Lifestyle

A solemn morning at Maple Leaf

John Palm of Oak Harbor brought his boys to the Memorial Day ceremonies so they would learn to appreciate the meaning of the day. Listening with a coonskin cap on his head is Ambrose Palm, age 8. With the Army cap is his little brother, Cyril, 5. Not pictured is the third brother, Basil, age 3. - Jim Larsen/Whidbey News-Times
John Palm of Oak Harbor brought his boys to the Memorial Day ceremonies so they would learn to appreciate the meaning of the day.
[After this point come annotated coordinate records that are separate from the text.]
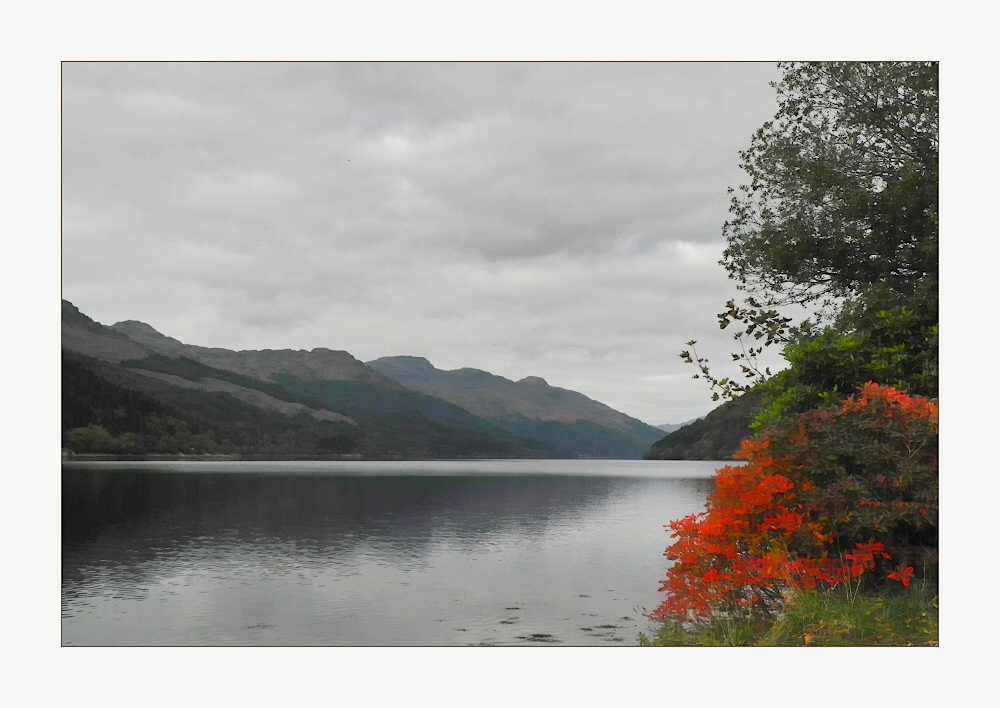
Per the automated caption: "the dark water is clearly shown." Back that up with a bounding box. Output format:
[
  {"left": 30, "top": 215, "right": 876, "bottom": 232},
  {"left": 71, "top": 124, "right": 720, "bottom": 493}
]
[{"left": 62, "top": 460, "right": 720, "bottom": 646}]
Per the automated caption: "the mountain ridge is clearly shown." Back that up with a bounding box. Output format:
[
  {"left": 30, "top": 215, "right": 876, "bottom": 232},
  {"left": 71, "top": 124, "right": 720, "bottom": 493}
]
[{"left": 62, "top": 300, "right": 662, "bottom": 459}]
Listening with a coonskin cap on his head is Ambrose Palm, age 8. With the Army cap is his little brother, Cyril, 5. Not pictured is the third brother, Basil, age 3.
— image credit: Jim Larsen/Whidbey News-Times

With more than 800 U.S. flags flapping gently over the graves of military veterans, a sizable group of Oak Harbor residents gathered on a sunny Monday morning for a solemn Memorial Day ceremony at Maple Leaf Cemetery.

“I was particularly glad to seen the number of families with kids so they’ll understand freedom is not free,” said Ben Bunnell, a Navy veteran and member of Veterans of Foreign Wars Post 7392.
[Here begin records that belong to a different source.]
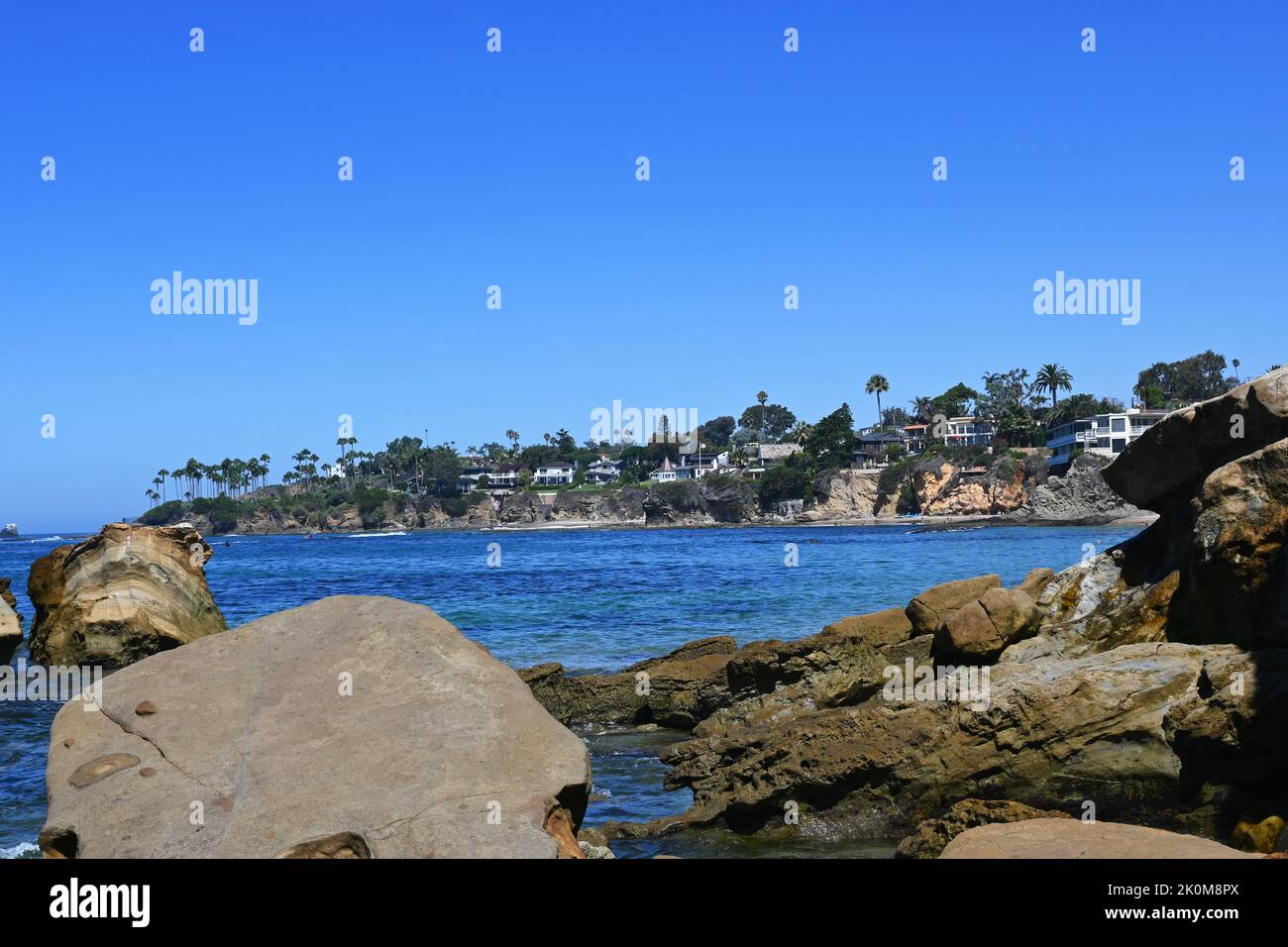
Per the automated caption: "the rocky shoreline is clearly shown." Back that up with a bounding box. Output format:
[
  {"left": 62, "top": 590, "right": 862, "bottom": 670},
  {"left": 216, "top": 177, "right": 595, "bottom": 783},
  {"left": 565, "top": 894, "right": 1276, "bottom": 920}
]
[{"left": 22, "top": 369, "right": 1288, "bottom": 858}]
Bunnell, his voice alternating between gruff and cracked with emotion, gave the opening comments to the crowd of approximately 200. He emphasized that Memorial Day was created for one reason. “This day is to honor our fallen,” he said, thanking those who died fighting for their country, and particularly remembering the thousands of MIA’s who are presumed dead.

After quoting Lincoln at Gettysburg, Bunnell offered the reason for the gathering: “We’re trying to perpetuate the idea that this great nation deserves that last measure of respect,” which is giving one’s life for one’s country.
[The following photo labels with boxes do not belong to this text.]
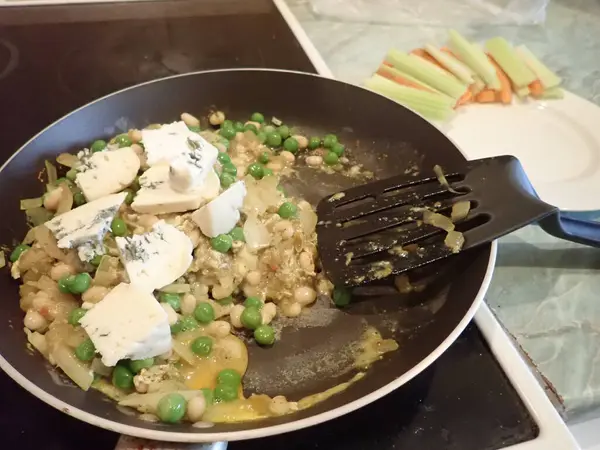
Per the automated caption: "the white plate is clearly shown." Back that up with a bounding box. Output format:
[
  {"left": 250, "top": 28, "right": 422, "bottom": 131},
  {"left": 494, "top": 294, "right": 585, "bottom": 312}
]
[{"left": 440, "top": 92, "right": 600, "bottom": 211}]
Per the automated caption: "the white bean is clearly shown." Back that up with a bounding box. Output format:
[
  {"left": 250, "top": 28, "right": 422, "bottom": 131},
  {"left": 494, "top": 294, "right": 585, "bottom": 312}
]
[
  {"left": 44, "top": 186, "right": 63, "bottom": 211},
  {"left": 294, "top": 286, "right": 317, "bottom": 306},
  {"left": 160, "top": 303, "right": 179, "bottom": 325},
  {"left": 181, "top": 294, "right": 196, "bottom": 316},
  {"left": 187, "top": 394, "right": 206, "bottom": 422},
  {"left": 306, "top": 155, "right": 323, "bottom": 167},
  {"left": 279, "top": 150, "right": 296, "bottom": 164},
  {"left": 246, "top": 270, "right": 261, "bottom": 286},
  {"left": 181, "top": 113, "right": 200, "bottom": 127},
  {"left": 206, "top": 320, "right": 231, "bottom": 338},
  {"left": 23, "top": 309, "right": 48, "bottom": 331},
  {"left": 81, "top": 286, "right": 108, "bottom": 303},
  {"left": 281, "top": 302, "right": 302, "bottom": 317},
  {"left": 260, "top": 303, "right": 277, "bottom": 325},
  {"left": 292, "top": 134, "right": 308, "bottom": 150},
  {"left": 229, "top": 305, "right": 244, "bottom": 328},
  {"left": 208, "top": 111, "right": 225, "bottom": 126},
  {"left": 50, "top": 262, "right": 77, "bottom": 281}
]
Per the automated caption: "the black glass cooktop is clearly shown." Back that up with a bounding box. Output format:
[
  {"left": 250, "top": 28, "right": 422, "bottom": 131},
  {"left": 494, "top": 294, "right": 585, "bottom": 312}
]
[{"left": 0, "top": 0, "right": 538, "bottom": 450}]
Speakers for the American Legion and Fleet Reserve offered similar thoughts in short speeches interspersed with prayer and the chiming of a bell in remembrance of those who have died in service to their country. As the bell rang, the crowd was asked to pause and, “In silence, breathe a prayer for our absent shipmates, now on the staff of our Supreme Commander.”

After the laying of wreaths in remembrance, the short ceremony came to an end, but the day wasn’t over. The Legion, VFW and Fleet Reserve volunteers packed up and left for Sunnyside Cemetery near Coupeville, where the ceremony was repeated for the Central Whidbey crowd. Afterwords, they gathered at the VFW Hall in Oak Harbor to share more memories.